Kompakt, kontinuierlich, kostengünstig: Fraunhofer ICT- IMM integriert die NMR-Spektroskopie in die kontinuierliche Produktion von fluorhaltigen Feinchemikalien

Pressemitteilung /

NMR-Durchflusszelle
© Fraunhofer ICT-IMM
NMR-Durchflusszelle

Die Medizin ist heute weiter entwickelt denn je und die Pharmakonzerne arbeiten stetig an neuen Innovationen. Die Zusammensetzung der Medikamente, ihre Reinheit und natürlich ihre gleichbleibende Qualität sind dabei von allerhöchster Bedeutung. Hier hilft die NMR-Spektroskopie, eine der wichtigsten analytischen Methoden der organischen Chemie und eine Standardmethode zur Strukturaufklärung von chemischen Verbindungen.

Trotz moderner Technik gilt die NMR-Spektroskopie als eine aufwändige Methode, sie ist betreuungsintensiv und damit kostenintensiv. Außerdem sind die typischerweise verwendeten Hochfrequenz-Geräte groß, teuer und unflexibel. Sie bieten zwar in der Messung eine hohe Auflösung, die insbesondere bei der Protonenspektroskopie von immenser Bedeutung ist, die Handhabung der Proben ist jedoch mit Aufwand verbunden.

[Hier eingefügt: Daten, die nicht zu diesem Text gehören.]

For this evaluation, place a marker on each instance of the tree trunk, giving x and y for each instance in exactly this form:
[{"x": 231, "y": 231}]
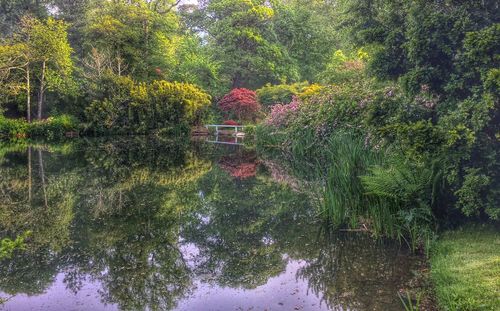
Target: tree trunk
[
  {"x": 30, "y": 189},
  {"x": 28, "y": 95},
  {"x": 41, "y": 92},
  {"x": 42, "y": 176}
]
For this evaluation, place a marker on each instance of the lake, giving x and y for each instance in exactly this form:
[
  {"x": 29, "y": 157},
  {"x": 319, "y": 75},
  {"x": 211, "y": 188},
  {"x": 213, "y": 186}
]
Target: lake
[{"x": 153, "y": 224}]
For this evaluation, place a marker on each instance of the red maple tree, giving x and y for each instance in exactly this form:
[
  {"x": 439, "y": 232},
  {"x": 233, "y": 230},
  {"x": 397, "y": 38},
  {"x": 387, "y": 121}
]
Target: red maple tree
[{"x": 242, "y": 103}]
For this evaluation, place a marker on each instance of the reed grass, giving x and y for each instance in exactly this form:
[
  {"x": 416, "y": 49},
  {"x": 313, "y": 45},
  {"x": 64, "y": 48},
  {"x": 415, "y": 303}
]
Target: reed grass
[{"x": 363, "y": 188}]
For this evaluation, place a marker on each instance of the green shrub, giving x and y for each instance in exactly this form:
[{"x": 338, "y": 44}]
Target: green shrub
[
  {"x": 142, "y": 108},
  {"x": 279, "y": 94},
  {"x": 50, "y": 129},
  {"x": 13, "y": 128},
  {"x": 53, "y": 128}
]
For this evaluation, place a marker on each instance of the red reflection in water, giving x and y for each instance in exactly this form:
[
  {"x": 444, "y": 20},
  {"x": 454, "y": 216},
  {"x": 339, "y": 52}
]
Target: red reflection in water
[{"x": 240, "y": 166}]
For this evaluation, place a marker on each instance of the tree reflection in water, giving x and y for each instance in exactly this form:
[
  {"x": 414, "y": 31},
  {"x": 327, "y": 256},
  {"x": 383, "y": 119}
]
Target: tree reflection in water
[{"x": 123, "y": 214}]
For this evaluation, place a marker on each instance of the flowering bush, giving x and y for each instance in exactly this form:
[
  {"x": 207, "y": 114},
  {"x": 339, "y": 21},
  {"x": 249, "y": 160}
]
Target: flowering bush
[
  {"x": 241, "y": 103},
  {"x": 281, "y": 113}
]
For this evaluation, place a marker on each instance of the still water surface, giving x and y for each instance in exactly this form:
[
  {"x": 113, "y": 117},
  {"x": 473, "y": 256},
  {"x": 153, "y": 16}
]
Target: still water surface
[{"x": 149, "y": 224}]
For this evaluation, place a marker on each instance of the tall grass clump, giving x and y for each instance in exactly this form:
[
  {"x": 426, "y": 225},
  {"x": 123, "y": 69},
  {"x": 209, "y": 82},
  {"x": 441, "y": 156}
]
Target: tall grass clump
[{"x": 369, "y": 188}]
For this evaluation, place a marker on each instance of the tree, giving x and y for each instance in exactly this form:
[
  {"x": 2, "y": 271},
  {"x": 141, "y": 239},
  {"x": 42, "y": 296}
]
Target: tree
[
  {"x": 137, "y": 34},
  {"x": 50, "y": 55},
  {"x": 242, "y": 103},
  {"x": 241, "y": 36},
  {"x": 15, "y": 73}
]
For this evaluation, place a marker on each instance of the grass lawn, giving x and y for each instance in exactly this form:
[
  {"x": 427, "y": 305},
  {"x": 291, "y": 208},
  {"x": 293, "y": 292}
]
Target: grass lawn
[{"x": 465, "y": 269}]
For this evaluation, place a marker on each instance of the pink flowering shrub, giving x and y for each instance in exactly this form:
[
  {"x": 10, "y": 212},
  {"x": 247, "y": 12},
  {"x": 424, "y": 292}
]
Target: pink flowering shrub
[{"x": 281, "y": 113}]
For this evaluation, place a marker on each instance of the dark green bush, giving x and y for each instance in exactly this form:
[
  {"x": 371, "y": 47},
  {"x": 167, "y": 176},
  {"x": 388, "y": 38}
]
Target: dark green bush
[
  {"x": 50, "y": 129},
  {"x": 126, "y": 107}
]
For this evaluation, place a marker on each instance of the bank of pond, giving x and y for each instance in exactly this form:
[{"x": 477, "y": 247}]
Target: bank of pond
[{"x": 138, "y": 223}]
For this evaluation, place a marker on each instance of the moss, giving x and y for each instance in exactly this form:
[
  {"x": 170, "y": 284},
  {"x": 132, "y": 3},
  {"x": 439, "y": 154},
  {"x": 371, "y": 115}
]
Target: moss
[{"x": 465, "y": 269}]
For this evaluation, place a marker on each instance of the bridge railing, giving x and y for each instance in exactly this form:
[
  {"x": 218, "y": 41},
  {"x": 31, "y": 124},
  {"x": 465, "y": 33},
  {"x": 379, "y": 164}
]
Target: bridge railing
[{"x": 222, "y": 126}]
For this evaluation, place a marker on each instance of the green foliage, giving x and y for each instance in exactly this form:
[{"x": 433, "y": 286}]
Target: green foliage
[
  {"x": 242, "y": 37},
  {"x": 129, "y": 107},
  {"x": 465, "y": 268},
  {"x": 8, "y": 246},
  {"x": 53, "y": 128},
  {"x": 280, "y": 94},
  {"x": 138, "y": 39}
]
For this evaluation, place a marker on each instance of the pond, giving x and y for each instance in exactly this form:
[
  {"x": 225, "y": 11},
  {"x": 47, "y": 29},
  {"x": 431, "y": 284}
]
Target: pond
[{"x": 153, "y": 224}]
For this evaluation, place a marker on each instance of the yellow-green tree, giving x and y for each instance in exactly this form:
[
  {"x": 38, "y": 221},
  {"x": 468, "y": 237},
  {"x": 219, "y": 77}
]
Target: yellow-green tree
[{"x": 38, "y": 58}]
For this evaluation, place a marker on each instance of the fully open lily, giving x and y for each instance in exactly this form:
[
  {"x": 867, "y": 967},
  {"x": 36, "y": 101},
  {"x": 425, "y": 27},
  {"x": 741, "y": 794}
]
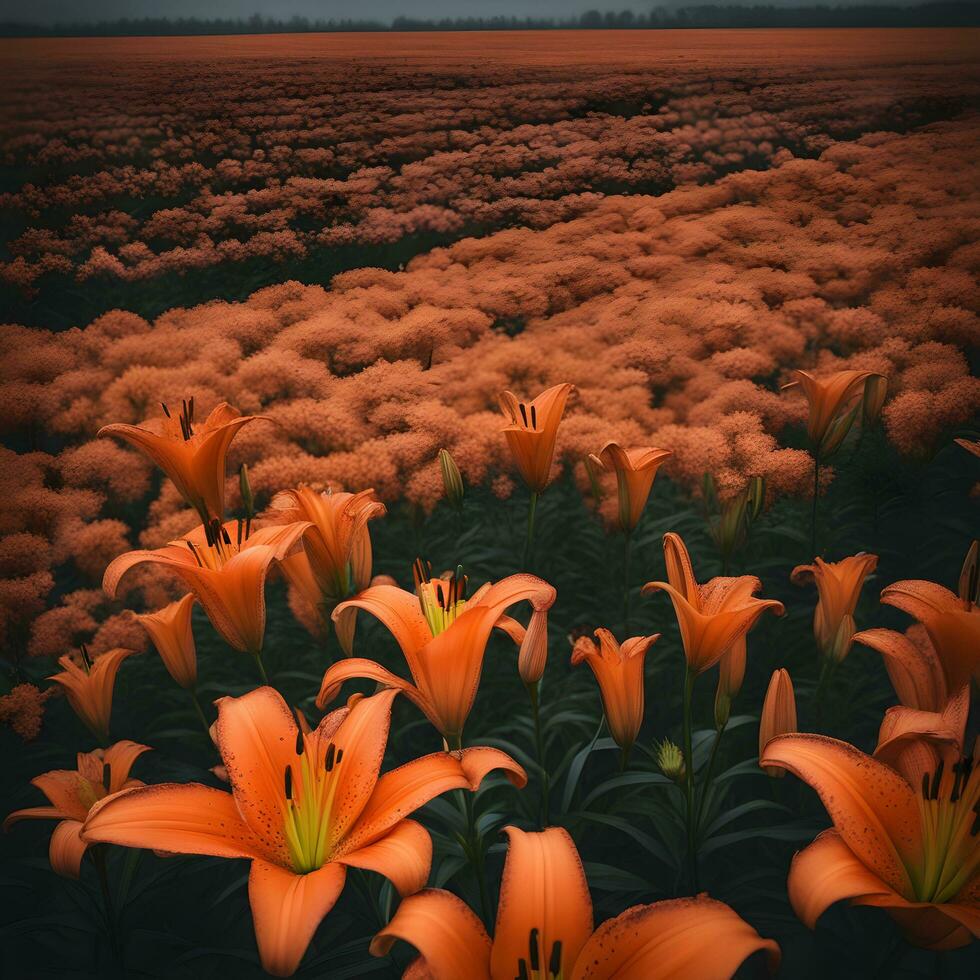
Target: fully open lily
[
  {"x": 72, "y": 794},
  {"x": 713, "y": 616},
  {"x": 838, "y": 588},
  {"x": 635, "y": 471},
  {"x": 337, "y": 541},
  {"x": 443, "y": 636},
  {"x": 911, "y": 850},
  {"x": 544, "y": 928},
  {"x": 194, "y": 460},
  {"x": 531, "y": 431},
  {"x": 619, "y": 673},
  {"x": 303, "y": 808},
  {"x": 170, "y": 630},
  {"x": 89, "y": 686},
  {"x": 835, "y": 401},
  {"x": 225, "y": 567}
]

Eine gar kontinuierliche Überwachung einer Synthese während des industriellen Produktionsprozesses, zum Beispiel eines Medikaments, ist momentan schwer realisierbar. So könnte allerdings die Qualität eines Wirkstoffs kontinuierlich überprüft werden und bei Abweichungen schon im Herstellungsprozess eingegriffen werden.

Einen ersten Schritt in Richtung eines solchen Verfahrens sind das Fraunhofer ICT-IMM und seine Partner schon gegangen. Gemeinsam entwickelten sie im internationalen Projekt ContiNMR ein System für die kontinuierliche Synthese von fluorhaltigen Feinchemikalien mit integrierter on-line NMR-Analytik, das grundsätzlich ebenso für phosphorhaltige Verbindungen zum Einsatz kommen kann. Fluor- und phosphorhaltige Feinchemikalien sind essentielle Bausteine für pharmazeutische und agrochemische Erzeugnisse und stellen einen wichtigen Markt in der produzierenden chemischen Industrie dar. Bisher ist es den Wissenschaftlerinnen und Wissenschaftlern gelungen, eine vollständige Laboranlage mit Mikroreaktoren zu konstruieren, deren Design die Durchführung von vier unterschiedlichen Routen zur Synthese von fluorhaltigen Chemikalien erlaubt. Ein integriertes Kartuschensystem ermöglicht das Austauschen und Erneuern der Reagenzien. Als analytische Plattform wird das kompakte Benchtop- NMR-Spektrometer NMReadyTM 60 des kanadischen Unternehmens Nanalysis Corp. eingesetzt. Die nötigen Durchflusszellen wurden mit einem Kontrollsystem basierend auf magnetischen Ventilen ausgestattet. Diese erlauben die kontinuierliche Befüllung
der Durchflusszelle mit Reaktionslösung (Conti-Messung) oder das Vorbeileiten der Lösung am Spektrometer, um eine längere und damit genauere Messung zu erzielen (stopped-flow-Messung). Die Wissenschaftler können Informationen wie Umsetzungsgrad und damit einhergehend die Qualität der Lösung sowie Struktur mittels Kopplungsmustern aus der Messung ableiten.

Was mit ausführlichen Tests am ICT-IMM begonnen wurde, wird jetzt beim Partner Hansa Fine Chemicals GmbH weitergeführt. Die Anlage wird in einer weiteren Phase mit vorpräparierten Lösungen betrieben, um die Qualität der Spektren von einfachen und komplexen Substanzen zu untersuchen. Folgeversuche sollen dann die alltägliche Nutzung der Anlage zur Synthese fluorhaltiger Substanzen mit integrierter Analytik abbilden.

Insbesondere der stopped-flow Ansatz kann es mittelfristig durch den Zusatz entsprechender Agenzien ermöglichen, auch Fragestellungen der Enantiomerenreinheit direkt im Produktionsprozess NMR-spektroskopisch zu klären. Allseits bekannt wurde dieses Problem in den frühen 60er Jahren im Contergan-Skandal.